May 29, 2026, 1:50 PM UTC

Indiana may get to place a Ten Commandments monument on its statehouse lawn despite a 25-year old ruling that it likely was unconstitutional.

Judge Sara Evans Barker on Thursday lifted an injunction that had prevented the state from following through with the plan initiated by former Gov. Frank O’Bannon (D) in 2000. The state successfully argued that it should get a chance to reassert its claim that erecting the monument wouldn’t violate the US Constitution’s establishment clause since the precedent on which the earlier decision was based is no longer good law, the US District Court for the Southern District of Indiana judge said.

The state brought its request to vacate the injunction under federal civil procedure rule 60(b)(5), which permits vacatur if warranted by a significant change in the law. It’s become a favorite tool of conservatives who’ve recently convinced the US Supreme Court to overturn some major precedents, such as Roe v. Wade.

The Indiana Civil Liberties Union and others sued after O’Bannon announced a plan to build a seven-foot tall limestone monument containing the Ten Commandments, the Bill of Rights, and the Preamble to the Indiana Constitution. The district court, using a test set out by the US Supreme Court in 1971 in Lemon v. Kurtzman, said it likely violated the establishment clause and halted the plan.

The parties settled the case, agreeing that the state could reopen it if there was a change in precedent.

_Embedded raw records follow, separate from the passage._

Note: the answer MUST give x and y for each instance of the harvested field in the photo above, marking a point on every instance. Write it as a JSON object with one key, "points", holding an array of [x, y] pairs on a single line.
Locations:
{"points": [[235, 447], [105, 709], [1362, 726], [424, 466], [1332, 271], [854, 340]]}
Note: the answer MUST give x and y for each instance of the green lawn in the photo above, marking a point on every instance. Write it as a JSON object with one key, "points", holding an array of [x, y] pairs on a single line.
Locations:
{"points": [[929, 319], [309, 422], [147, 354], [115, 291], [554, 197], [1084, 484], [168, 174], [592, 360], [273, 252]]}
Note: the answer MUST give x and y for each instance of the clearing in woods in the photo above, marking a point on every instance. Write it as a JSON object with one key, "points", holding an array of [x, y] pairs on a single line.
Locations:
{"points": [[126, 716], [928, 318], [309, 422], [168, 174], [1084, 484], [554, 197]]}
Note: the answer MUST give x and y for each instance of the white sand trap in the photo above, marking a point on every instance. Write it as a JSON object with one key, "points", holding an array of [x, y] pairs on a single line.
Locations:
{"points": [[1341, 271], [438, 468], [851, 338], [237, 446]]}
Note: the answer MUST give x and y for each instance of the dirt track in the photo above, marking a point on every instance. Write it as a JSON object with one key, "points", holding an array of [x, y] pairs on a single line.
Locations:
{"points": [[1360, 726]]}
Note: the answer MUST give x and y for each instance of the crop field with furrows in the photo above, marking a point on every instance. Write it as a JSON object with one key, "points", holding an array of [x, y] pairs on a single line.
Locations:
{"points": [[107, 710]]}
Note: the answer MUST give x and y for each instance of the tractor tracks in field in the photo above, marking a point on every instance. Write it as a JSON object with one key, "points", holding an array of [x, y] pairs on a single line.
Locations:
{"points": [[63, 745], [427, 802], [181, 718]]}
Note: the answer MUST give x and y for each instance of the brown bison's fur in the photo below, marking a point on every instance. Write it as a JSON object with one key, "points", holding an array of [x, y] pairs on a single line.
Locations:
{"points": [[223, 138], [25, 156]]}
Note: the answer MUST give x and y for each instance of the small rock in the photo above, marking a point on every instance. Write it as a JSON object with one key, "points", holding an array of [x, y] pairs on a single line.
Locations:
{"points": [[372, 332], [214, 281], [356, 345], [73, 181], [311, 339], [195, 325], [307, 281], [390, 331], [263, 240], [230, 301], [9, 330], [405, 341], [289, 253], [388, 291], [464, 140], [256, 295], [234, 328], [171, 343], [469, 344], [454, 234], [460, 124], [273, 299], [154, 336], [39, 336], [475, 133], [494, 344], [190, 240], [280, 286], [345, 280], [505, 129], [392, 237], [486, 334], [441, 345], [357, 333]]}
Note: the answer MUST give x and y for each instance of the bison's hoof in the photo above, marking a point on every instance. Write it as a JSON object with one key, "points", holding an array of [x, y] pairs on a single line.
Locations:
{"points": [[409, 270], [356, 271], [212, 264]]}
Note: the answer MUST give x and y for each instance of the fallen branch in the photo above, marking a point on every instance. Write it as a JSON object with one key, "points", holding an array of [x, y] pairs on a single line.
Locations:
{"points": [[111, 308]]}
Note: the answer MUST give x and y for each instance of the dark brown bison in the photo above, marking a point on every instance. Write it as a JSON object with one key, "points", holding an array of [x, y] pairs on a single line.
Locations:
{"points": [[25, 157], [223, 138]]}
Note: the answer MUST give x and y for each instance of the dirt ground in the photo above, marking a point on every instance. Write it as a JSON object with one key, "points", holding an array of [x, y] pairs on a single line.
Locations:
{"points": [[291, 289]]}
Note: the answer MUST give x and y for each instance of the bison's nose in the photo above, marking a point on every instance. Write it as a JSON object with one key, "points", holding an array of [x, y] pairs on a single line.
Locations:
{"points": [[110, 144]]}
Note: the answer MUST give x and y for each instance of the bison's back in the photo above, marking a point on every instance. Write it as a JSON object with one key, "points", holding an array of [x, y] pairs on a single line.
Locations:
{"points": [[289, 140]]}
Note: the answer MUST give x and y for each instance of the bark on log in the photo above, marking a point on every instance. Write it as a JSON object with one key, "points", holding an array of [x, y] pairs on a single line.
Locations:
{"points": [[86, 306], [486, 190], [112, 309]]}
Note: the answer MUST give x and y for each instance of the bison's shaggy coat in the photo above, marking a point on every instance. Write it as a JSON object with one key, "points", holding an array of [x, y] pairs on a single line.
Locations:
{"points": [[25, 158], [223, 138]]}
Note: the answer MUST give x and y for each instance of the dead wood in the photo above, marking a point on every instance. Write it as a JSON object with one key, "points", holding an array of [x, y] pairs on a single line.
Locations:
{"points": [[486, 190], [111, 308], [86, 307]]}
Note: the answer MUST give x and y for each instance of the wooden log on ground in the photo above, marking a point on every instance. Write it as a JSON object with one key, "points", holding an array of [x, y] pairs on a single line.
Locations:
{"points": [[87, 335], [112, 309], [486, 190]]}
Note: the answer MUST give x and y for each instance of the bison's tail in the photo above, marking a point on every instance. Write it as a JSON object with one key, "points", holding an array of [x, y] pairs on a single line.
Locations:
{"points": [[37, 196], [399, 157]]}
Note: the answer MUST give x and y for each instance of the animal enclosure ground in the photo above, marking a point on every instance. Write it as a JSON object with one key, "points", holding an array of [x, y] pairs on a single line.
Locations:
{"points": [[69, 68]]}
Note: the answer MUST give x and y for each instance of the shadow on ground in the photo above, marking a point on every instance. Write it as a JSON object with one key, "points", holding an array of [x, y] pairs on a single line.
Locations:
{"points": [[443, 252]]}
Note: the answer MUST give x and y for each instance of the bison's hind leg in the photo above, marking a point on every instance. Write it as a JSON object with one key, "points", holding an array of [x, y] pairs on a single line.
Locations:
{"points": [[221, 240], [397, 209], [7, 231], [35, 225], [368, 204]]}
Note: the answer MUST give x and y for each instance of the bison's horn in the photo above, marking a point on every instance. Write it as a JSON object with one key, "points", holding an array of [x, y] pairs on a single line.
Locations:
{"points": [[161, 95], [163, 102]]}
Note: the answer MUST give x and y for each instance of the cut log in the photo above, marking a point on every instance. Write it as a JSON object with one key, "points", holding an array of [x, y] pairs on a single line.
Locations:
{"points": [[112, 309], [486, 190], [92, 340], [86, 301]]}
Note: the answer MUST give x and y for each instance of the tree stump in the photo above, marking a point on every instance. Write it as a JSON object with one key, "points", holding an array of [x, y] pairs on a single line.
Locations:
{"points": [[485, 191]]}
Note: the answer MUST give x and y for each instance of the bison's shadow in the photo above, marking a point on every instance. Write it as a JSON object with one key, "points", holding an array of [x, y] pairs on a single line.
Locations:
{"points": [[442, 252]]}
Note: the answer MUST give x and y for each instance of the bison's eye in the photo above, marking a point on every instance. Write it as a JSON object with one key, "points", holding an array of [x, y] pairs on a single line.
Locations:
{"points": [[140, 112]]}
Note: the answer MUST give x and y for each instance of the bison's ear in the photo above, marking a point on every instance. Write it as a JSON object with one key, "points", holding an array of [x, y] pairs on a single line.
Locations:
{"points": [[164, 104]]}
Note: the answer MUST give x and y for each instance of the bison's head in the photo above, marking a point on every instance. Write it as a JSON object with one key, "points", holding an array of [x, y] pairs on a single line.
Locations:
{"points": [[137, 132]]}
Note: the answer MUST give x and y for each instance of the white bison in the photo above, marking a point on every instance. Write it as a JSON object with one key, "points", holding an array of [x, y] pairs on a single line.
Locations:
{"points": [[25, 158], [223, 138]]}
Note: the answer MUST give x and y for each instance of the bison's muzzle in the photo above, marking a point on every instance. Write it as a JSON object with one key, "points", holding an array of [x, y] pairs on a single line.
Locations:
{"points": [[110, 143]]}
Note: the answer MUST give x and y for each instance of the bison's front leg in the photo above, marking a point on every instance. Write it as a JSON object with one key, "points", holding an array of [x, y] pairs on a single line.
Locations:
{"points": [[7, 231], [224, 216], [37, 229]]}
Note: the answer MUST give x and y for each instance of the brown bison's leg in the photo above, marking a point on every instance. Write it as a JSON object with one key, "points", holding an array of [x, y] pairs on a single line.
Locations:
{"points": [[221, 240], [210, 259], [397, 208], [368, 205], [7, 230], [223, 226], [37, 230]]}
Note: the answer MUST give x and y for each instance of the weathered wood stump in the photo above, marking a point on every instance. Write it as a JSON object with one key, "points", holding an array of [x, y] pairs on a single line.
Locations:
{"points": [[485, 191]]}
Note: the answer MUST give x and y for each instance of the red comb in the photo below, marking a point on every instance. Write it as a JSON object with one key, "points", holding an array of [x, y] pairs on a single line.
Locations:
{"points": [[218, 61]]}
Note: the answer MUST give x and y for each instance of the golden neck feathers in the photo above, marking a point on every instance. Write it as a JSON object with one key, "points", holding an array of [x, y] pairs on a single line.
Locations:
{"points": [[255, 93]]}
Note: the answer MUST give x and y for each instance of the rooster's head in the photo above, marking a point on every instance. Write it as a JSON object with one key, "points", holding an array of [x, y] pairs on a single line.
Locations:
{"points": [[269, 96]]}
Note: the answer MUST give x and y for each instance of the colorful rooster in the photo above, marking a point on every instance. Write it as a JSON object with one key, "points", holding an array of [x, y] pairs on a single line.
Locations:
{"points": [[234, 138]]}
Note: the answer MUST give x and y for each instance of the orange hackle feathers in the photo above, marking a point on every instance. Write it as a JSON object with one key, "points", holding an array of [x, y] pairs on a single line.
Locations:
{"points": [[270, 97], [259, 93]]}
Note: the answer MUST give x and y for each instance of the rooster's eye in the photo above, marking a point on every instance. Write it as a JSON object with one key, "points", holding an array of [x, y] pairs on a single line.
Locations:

The ICLU argued that the state’s vacatur request didn’t comply with Rule 60(b)(5) because it wasn’t made within “a reasonable time.” Barker disagreed, saying it couldn’t have been filed any earlier because the justices didn’t make clear Lemon was no longer good law until the 2022 ruling Kennedy v. Bremerton School District, and Gov. Mike Braun (R), who is defending the plan, didn’t take office until 2025.

Barker stopped short of declaring the plan constitutional, saying there wasn’t enough evidence in the record to reach that conclusion. Courts that reached varying result on the establishment clause question did so based on extensive factual records, including expert testimony and historical sources addressing whether the plan historically would have been understood as an establishment of religion, she said.

Barker cleared the way for the case to go to trial but stayed her decision for 45 days to give the plaintiffs time to decide if they want to proceed with the litigation.

The case is Indiana Civil Liberties Union v. Braun, S.D. Ind., No. 00-cv-811, 5/28/26.